Difference Between Flat Memory Model and Protected Memory Model

Difference between flat memory model and protected memory model?

In order to give an answer that makes sense, let's review some concepts first.

Most modern processors have a Memory Management Unit (MMU) which is used for a number of purpose.

One purpose is to map between the Virtual Address (the one the CPU "sees") and the Physical Address (where the chips are actually connected). This is called address translation.

Another purpose is to set access attributes for certain virtual memory locations (things like memory is Read-Write, or Read-Only, or not accessible)

With an MMU, you can have what is called "unity mapping" where the processor's virtual address is the same as the physical address (i.e. you don't use address translation). For example, if the processor accesses 0x10000, then it is accessing the physical location 0x10000.

A "flat" memory model typically refers to the fact that any virtual address the CPU accesses is unique. Thus, for a 32-bit CPU, you are limited to a maximum of 4G of address space.

It is most often (though not necessarily) used to refer to a unity mapping between virtual and physical memory.

In contrast, in the workstation world, most Operating Systems (Linux/Windows) use an "overlapped" memory model. For example, any program you launch (a Process) in Windows, will have a start address of 0x10000.

How can windows have 10 processes all running from address 0x10000?

It's because each processes uses the MMU to map the virtual address 0x10000 to different physical addresses. To P1 could have 0x10000 = 0x10000 while P2 has 0x10000 = 0x40000, etc...

In RAM, the programs are at different physical addresses, but the CPU Virtual address space looks the same for each process.

As far as I know, Windows and Standard Linux always use an overlapped model (i.e. they don't have a flat model). It is possible that uLinux or other special kernel could have a flat model.

Now, protection has nothing to do with a flat vs. protected model.
I would say that most overlapped model OSes will use protection so that one process does not affect (i.e. write into the memory of) another one.

With VxWorks 6.x and the introduction of Real-Time Processes, even with a flat memory model, individual RTPs are protected from each other (and kernel apps) by using protection.

If you don't use RTPs and run everything in the vxWorks kernel, then there is no protection used.

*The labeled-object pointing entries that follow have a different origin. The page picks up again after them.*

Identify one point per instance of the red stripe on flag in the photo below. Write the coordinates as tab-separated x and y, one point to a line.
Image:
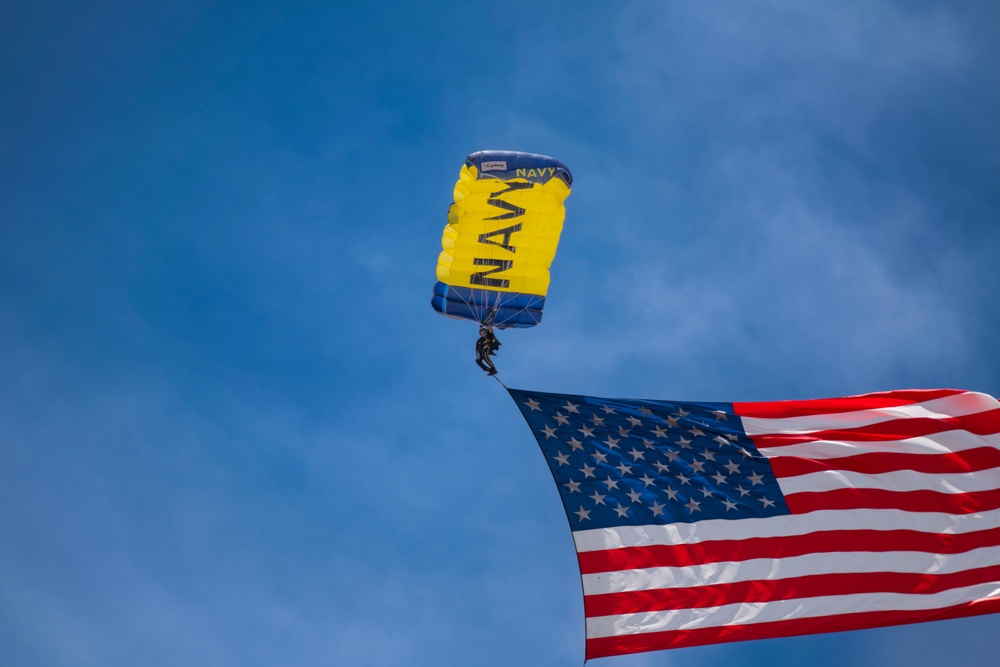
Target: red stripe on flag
830	541
980	423
888	399
763	590
606	646
910	501
970	460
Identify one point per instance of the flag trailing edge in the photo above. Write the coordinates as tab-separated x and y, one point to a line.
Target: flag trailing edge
699	523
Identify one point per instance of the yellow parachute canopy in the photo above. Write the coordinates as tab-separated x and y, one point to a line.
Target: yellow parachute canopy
501	237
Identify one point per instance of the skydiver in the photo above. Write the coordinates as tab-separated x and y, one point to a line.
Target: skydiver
486	346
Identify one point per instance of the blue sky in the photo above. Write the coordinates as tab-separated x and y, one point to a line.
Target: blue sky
232	429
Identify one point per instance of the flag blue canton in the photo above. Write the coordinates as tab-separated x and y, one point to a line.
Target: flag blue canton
631	463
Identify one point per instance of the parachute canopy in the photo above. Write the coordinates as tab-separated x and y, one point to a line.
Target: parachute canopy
501	238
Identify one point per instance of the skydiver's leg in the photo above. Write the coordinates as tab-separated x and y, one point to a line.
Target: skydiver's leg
483	362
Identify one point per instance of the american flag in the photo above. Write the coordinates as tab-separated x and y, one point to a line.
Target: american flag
698	523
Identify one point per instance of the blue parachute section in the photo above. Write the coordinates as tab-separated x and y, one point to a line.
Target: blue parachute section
509	310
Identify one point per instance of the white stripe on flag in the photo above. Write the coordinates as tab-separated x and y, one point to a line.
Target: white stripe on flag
721	529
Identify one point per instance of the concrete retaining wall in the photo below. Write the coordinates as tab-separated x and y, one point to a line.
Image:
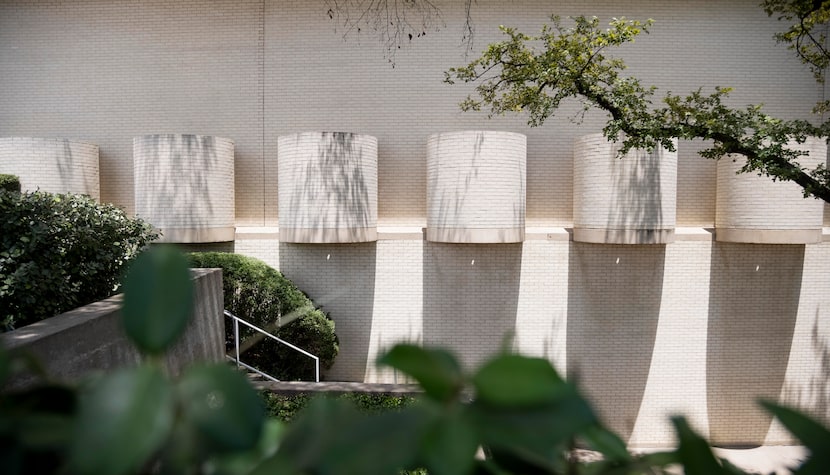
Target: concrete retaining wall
90	338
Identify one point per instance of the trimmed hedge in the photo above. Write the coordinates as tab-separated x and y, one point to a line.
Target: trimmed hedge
58	252
286	408
261	295
9	183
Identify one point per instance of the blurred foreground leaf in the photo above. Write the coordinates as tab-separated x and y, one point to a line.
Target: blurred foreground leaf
436	370
123	419
158	299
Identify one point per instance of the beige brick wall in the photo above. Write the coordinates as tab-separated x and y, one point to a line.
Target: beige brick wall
630	200
692	327
749	202
328	187
476	187
185	186
52	165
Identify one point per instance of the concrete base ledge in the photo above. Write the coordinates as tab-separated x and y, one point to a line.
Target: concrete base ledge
624	236
90	338
769	236
328	235
197	235
476	235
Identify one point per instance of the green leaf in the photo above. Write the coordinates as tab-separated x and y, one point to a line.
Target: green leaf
123	419
223	406
331	437
158	299
244	462
517	381
450	445
5	365
436	370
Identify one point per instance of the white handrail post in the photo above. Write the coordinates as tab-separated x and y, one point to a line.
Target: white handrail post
240	364
236	338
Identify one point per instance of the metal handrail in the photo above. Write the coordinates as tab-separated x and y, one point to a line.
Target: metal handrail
237	321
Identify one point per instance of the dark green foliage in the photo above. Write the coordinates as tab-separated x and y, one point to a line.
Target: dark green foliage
58	252
572	61
261	295
9	183
287	407
523	414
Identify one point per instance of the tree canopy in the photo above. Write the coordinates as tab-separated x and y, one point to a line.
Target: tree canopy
534	74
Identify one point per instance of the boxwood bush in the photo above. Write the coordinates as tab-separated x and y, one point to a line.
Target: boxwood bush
261	295
61	251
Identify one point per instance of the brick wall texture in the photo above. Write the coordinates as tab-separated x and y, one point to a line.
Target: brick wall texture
185	184
52	165
695	326
476	184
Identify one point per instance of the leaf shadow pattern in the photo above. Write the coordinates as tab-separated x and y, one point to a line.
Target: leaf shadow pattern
614	300
328	187
753	304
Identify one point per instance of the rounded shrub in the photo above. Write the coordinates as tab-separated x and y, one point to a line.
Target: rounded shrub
58	252
262	296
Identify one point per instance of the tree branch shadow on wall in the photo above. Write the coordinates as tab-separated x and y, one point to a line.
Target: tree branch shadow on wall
340	278
451	202
638	209
753	304
335	187
614	300
465	205
470	297
813	396
181	190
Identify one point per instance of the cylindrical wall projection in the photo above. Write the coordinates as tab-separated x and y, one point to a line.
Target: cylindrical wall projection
623	200
755	209
328	187
52	165
476	187
184	185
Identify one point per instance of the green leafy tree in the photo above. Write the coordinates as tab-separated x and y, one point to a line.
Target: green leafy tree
535	74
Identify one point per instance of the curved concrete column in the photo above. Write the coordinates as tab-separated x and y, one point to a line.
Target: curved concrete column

So, how does protection work (whether in VxWorks RTPs or other OSes Process)?
Essentially, the RTP/Process exists inside a "memory bubble" with a certain range of (virtual) addresses that contains code, data, heap, and other assorted memory location.

If the RTP/Process attempts to access a memory location outside it's bubble, the MMU generates an exception and the OS (or signal handler) gets called. The typical result is a segment violation/bus exception.

But how can a process send a packet to an ethernet port if it can't escape it's memory bubble? This varies by processor architectures, but essentially, the user-side (RTP) socket library (for example) makes a "system call" - which is a special instruction which switches the cpu to the kernel space and supervisor mode. At this point, some sort of device driver (that typically reside in the kernel) runs to push the data to some hardware device. Once that's done, the system call returns and we're back in the RTP/process space running the user code.

The OS takes care of all the MMU programming, system call handling, etc... This is invisible to the application.

flat memory model vs. real-address mode memory model

Real-address mode also uses segments.

The flat memory model is the intuitive, straightforward memory model used by most processors (not from Intel). Most processors do not support multiple memory models. Intel supports this plus many others for compatibility.

Real-address mode uses segment registers. An addresses is the value specified by the programmer plus the value in a segment register, In some cases, the segment may be implicit from the particular instruction.

Which type of memory model (i.e. flat / segmentation) is used by linux kernel?

Linux generally uses neither. On x86, Linux has separate page tables for userspace processes and the kernel. The userspace page tables do not contain user mappings to kernel memory, which makes it impossible for user-space processes to access kernel memory directly.

Technically, "virtual addresses" on x86 pass through segmentation first (and are converted from logical addresses to linear addresses) before being remapped from linear addresses to physical addresses through the page tables. Except in unusual cases, segmentation won't change the resulting physical address in 64 bit mode (segmentation is just used to store traits like the current privilege level, and enforce features like SMEP).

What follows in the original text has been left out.